Reward Hacking as Equilibrium under Finite Evaluation

We prove that under five minimal axioms -- multi-dimensional quality, finite evaluation, effective optimization, resource finiteness, and combinatorial interaction -- any optimized AI agent will systematically under-invest effort in quality dimensions not covered by its evaluation system. This result establishes reward hacking as a structural equilibrium, not a correctable bug, and holds regardless of the specific alignment method (RLHF, DPO, Constitutional AI, or others) or evaluation architecture employed. Our framework instantiates the multi-task principal-agent model of Holmstrom and Milgrom (1991) in the AI alignment setting, but exploits a structural feature unique to AI systems -- the known, differentiable architecture of reward models -- to derive a computable distortion index that predicts both the direction and severity of hacking on each quality dimension prior to deployment. We further prove that the transition from closed reasoning to agentic systems causes evaluation coverage to decline toward zero as tool count grows -- because quality dimensions expand combinatorially while evaluation costs grow at most linearly per tool -- so that hacking severity increases structurally and without bound.
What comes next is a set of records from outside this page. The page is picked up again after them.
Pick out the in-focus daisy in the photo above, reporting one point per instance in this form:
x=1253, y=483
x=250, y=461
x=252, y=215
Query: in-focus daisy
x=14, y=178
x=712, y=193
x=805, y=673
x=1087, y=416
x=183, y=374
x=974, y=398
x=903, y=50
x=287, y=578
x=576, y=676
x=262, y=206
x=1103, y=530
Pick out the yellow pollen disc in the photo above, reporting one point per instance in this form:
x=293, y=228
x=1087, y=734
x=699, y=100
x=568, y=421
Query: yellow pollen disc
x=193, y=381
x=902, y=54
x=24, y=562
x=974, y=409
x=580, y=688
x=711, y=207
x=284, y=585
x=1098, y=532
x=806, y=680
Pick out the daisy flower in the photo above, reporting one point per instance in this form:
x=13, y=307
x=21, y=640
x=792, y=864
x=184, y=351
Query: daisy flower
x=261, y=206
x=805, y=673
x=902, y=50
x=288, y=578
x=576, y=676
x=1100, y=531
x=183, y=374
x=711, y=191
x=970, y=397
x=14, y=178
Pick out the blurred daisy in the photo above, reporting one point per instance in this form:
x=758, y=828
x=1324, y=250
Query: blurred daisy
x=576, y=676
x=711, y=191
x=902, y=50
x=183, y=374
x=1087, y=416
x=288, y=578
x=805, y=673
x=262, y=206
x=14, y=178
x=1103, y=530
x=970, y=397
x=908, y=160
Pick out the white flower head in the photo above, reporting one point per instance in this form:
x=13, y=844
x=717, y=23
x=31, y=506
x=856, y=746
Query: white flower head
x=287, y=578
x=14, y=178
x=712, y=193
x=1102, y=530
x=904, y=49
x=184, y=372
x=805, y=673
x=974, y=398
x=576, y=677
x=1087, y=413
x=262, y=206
Our results unify the explanation of sycophancy, length gaming, and specification gaming under a single theoretical structure and yield an actionable vulnerability assessment procedure. We further conjecture -- with partial formal analysis -- the existence of a capability threshold beyond which agents transition from gaming within the evaluation system (Goodhart regime) to actively degrading the evaluation system itself (Campbell regime), providing the first economic formalization of Bostrom's (2014) "treacherous turn."
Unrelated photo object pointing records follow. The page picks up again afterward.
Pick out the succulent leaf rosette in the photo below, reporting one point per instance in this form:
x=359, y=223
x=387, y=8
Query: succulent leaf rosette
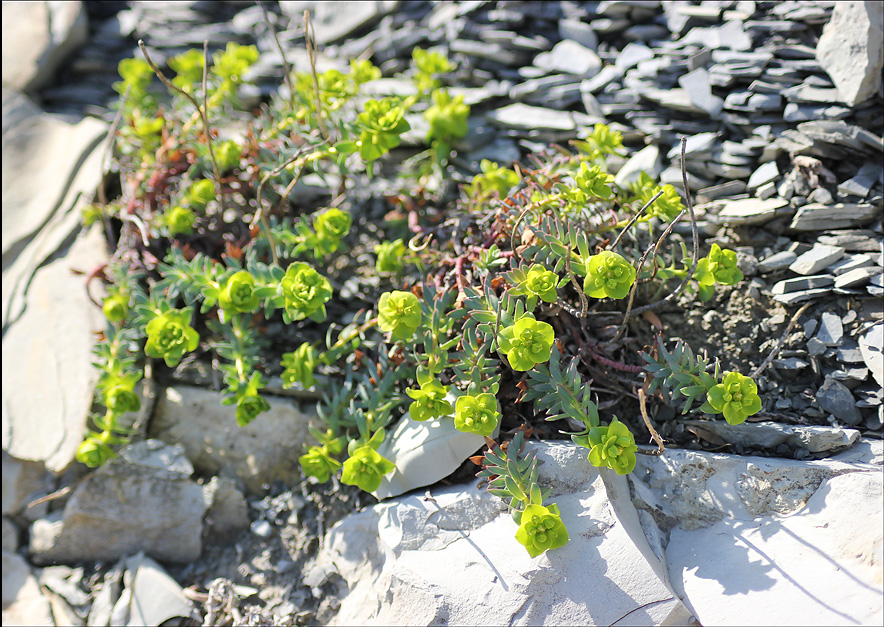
x=170, y=335
x=299, y=366
x=429, y=401
x=305, y=292
x=238, y=294
x=318, y=462
x=94, y=451
x=476, y=414
x=527, y=343
x=399, y=313
x=447, y=116
x=365, y=468
x=382, y=123
x=612, y=447
x=179, y=220
x=608, y=274
x=736, y=397
x=116, y=307
x=541, y=283
x=332, y=224
x=720, y=266
x=541, y=529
翻译：我们证明，在五个最小公理——多维质量、有限评估、有效优化、资源有限性和组合交互——下，任何优化后的AI智能体都将系统性地减少对评估体系未覆盖质量维度的投入。这一结果将奖励黑客行为确立为结构性均衡，而非可修正的缺陷，并且无论采用何种对齐方法（RLHF、DPO、宪法AI等）或评估架构，该结论均成立。我们的框架将Holmstrom和Milgrom（1991）的多任务委托-代理模型实例化于AI对齐场景，但利用了AI系统独有的结构特征——奖励模型已知且可微的架构——推导出可计算的失真指数，该指数在部署前即可预测各质量维度上黑客行为的方向与严重程度。我们进一步证明，从封闭推理系统向智能体系统的转变会导致评估覆盖率随着工具数量的增加而趋近于零——因为质量维度呈组合式扩展，而每增加一个工具的评估成本至多线性增长——因此黑客行为的严重程度会无界地结构性加剧。我们的结果将谄媚行为、长度博弈和规约博弈统一纳入单一理论框架进行解释，并得出可行的漏洞评估流程。我们进一步推测（附带部分形式化分析）存在一个能力阈值，超过该阈值后，智能体将从在评估系统内博弈（古德哈特体制）转向主动破坏评估系统本身（坎贝尔体制），从而首次为Bostrom（2014）提出的“危险转向”提供了经济学形式化表述。